How OmniDocBench Solves Real Pain Points

For teams drowning in PDFs but unsure which parser to trust, OmniDocBench delivers clarity:

  • Fair comparison: Evaluate pipeline-based tools (e.g., PaddleOCR + layout models) against end-to-end VLMs (e.g., Qwen3-VL, Gemini) using the same metrics and data.
  • Risk mitigation: Identify failure modes before deployment—e.g., “Model X scores 90 overall but fails on handwritten notes (score: 42).”
  • Iterative improvement: Attribute-level results guide fine-tuning—e.g., augment training data with rotated Chinese text if that’s a weakness.

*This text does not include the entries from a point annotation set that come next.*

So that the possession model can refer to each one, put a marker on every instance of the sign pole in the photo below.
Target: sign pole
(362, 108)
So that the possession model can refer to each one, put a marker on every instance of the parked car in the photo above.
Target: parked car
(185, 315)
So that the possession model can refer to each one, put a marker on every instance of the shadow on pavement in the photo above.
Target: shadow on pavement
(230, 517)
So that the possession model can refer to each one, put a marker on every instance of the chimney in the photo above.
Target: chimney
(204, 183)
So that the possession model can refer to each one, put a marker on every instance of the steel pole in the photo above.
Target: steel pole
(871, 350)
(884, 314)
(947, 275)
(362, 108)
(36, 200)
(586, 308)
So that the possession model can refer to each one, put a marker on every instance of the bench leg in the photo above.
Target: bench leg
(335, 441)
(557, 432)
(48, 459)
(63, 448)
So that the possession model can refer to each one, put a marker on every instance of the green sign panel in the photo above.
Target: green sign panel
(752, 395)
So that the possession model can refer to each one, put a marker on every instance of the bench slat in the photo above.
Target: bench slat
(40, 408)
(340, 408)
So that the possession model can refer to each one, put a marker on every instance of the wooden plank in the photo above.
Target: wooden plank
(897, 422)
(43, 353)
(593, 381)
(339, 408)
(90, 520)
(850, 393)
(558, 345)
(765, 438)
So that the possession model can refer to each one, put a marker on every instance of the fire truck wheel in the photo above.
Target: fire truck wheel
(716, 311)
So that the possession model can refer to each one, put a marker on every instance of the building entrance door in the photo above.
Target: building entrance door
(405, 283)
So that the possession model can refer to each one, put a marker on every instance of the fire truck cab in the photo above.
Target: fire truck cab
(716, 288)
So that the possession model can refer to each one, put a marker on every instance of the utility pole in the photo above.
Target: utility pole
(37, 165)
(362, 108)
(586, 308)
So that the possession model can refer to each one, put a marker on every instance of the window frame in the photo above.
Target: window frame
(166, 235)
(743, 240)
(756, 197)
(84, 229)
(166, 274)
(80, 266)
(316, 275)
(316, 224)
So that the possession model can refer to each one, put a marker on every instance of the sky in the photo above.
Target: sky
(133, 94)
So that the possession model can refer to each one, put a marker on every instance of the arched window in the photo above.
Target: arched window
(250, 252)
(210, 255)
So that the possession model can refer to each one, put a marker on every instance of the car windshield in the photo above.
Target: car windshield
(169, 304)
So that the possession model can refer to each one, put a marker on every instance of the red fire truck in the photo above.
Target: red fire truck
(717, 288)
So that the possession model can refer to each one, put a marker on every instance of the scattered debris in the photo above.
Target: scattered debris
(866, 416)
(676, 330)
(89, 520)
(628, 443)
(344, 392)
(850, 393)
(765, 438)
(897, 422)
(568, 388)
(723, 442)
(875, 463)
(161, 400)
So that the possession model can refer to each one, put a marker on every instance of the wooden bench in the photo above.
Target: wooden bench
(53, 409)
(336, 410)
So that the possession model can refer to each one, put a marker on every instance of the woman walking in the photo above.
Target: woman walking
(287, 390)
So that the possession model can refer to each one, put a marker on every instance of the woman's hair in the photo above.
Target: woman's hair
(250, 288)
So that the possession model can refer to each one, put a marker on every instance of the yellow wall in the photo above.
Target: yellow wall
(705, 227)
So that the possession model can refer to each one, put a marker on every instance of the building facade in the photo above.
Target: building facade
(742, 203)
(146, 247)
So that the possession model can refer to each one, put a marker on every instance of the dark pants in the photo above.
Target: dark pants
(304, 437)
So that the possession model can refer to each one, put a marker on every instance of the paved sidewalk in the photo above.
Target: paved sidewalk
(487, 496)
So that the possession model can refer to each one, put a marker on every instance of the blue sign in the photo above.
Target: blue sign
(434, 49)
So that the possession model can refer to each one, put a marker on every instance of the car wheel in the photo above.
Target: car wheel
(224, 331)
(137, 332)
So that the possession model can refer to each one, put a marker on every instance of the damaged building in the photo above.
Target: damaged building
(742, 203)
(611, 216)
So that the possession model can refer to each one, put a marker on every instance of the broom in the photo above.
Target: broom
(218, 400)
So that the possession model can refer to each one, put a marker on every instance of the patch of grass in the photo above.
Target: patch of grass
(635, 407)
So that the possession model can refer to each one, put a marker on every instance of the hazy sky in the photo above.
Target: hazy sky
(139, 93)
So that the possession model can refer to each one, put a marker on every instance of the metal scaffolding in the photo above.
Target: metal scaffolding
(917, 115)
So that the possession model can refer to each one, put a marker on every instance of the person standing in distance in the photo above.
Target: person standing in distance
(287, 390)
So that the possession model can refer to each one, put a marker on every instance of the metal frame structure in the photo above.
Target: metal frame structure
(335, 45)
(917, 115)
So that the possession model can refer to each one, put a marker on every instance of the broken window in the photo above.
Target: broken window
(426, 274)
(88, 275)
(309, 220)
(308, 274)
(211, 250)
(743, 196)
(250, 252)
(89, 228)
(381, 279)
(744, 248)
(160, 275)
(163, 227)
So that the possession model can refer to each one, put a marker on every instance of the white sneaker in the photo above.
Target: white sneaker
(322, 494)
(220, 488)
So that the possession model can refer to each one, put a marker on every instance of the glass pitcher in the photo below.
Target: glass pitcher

In a world where document parsing underpins everything from RAG to automated compliance, OmniDocBench ensures your evaluation is as rigorous as your ambitions.

Summary

OmniDocBench redefines what a document parsing benchmark should be: diverse, realistic, and deeply diagnostic. By combining broad document coverage with fine-grained annotations and flexible evaluation protocols, it empowers teams to move beyond anecdotal testing and make confident, evidence-based decisions. Whether you’re building the next-generation document AI or selecting a vendor for enterprise automation, OmniDocBench gives you the ground truth you need—no guesswork required.